Bigfoot Skype spouse this is so relaxing. You have to go on a vacation by yourself. I have never been this relaxed. You would not believe how calm I am. Bigfoot spouse not comprehend, tell story of Jack purchase hideous Reese’s Peanut Butter Cup theme t-shirt. Next day Bigfoot spouse revisit idea, email I was thinking about what you said about going on a vacation by myself…do you think I might see if Kim could come over for an hour while I go out on my bike? <—By share this, Bigfoot mean illustrate paltry expectation “me time.”

Surreptitious check out every bare belly Atlantis beach. Thousand abdomen, maybe more. Find zero insulin pump.
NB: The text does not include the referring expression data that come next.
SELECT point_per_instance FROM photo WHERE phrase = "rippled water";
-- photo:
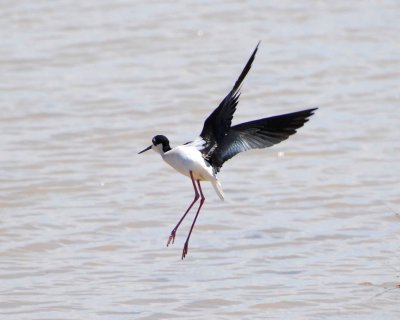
(309, 229)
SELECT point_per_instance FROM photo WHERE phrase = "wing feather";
(258, 134)
(219, 121)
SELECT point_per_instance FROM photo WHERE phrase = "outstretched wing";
(219, 121)
(258, 134)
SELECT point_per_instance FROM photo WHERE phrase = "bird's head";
(160, 144)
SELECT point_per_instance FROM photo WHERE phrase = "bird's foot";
(185, 250)
(171, 238)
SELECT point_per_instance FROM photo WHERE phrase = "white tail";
(218, 188)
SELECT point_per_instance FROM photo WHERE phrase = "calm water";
(310, 228)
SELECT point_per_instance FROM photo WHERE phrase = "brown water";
(309, 229)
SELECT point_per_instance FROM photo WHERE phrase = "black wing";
(219, 121)
(258, 134)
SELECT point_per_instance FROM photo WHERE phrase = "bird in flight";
(219, 141)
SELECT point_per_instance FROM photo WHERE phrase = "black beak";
(148, 148)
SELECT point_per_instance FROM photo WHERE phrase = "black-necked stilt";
(202, 158)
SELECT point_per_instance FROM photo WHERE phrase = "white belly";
(187, 158)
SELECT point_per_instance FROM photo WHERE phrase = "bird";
(219, 141)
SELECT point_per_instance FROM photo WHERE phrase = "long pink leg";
(186, 246)
(196, 197)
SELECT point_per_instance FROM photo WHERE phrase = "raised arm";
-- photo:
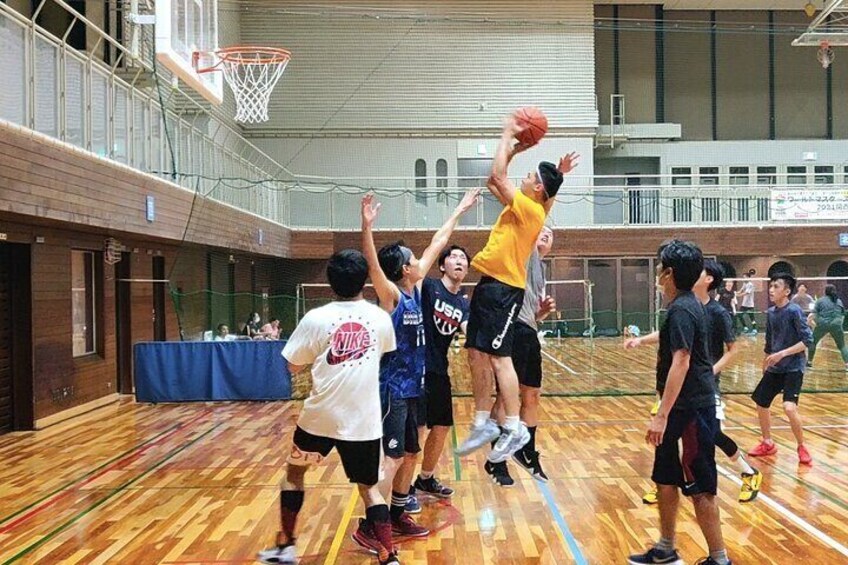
(499, 183)
(441, 237)
(387, 292)
(566, 164)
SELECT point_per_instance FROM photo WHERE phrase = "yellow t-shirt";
(511, 242)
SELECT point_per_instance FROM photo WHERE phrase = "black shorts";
(695, 471)
(491, 321)
(400, 426)
(773, 384)
(527, 356)
(360, 459)
(435, 408)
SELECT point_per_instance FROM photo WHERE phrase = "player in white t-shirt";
(343, 343)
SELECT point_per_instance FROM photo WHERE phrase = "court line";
(564, 531)
(37, 507)
(791, 516)
(333, 554)
(118, 490)
(558, 362)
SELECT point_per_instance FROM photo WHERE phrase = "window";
(796, 175)
(738, 176)
(83, 303)
(766, 175)
(681, 176)
(824, 175)
(711, 206)
(442, 180)
(421, 182)
(681, 208)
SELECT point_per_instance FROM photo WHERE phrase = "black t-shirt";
(725, 298)
(720, 328)
(443, 312)
(685, 327)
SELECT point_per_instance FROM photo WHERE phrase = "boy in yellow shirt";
(500, 292)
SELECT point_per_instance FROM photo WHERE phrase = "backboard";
(182, 28)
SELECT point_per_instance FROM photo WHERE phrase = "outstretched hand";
(568, 163)
(369, 210)
(469, 200)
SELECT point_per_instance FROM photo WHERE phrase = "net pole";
(591, 300)
(297, 293)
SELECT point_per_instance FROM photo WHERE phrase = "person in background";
(787, 338)
(251, 328)
(747, 307)
(804, 300)
(271, 330)
(828, 318)
(224, 334)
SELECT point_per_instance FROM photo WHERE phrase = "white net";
(573, 316)
(252, 73)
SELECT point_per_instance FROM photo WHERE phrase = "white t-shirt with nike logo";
(343, 341)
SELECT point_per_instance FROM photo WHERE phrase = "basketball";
(535, 125)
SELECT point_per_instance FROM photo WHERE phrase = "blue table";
(211, 370)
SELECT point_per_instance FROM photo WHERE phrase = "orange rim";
(244, 55)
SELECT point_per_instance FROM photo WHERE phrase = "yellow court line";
(340, 531)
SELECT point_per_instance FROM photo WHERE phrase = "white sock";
(743, 466)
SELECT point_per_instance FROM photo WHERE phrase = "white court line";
(806, 427)
(558, 362)
(791, 516)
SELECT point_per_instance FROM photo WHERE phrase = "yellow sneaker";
(750, 486)
(650, 497)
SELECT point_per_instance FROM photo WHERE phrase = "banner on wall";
(829, 204)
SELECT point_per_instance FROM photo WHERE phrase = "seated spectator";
(251, 328)
(224, 334)
(271, 330)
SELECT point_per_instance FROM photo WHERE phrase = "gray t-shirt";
(805, 302)
(748, 299)
(534, 292)
(829, 312)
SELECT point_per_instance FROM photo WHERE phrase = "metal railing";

Skinny brothers running in ocean, race to family chaise, munch out on Bugles, one brother have blip on abdomen, heart soar: this fellow enjoy beach-time fun. Detach insulin pump while swim! Quick break for intoxicating junk snack! Sunshine. But nah. It just a minimally disfiguring birthmark.

*Not accurate. Diet Coke (can) $4. $300 dinner serve 3 famished adult.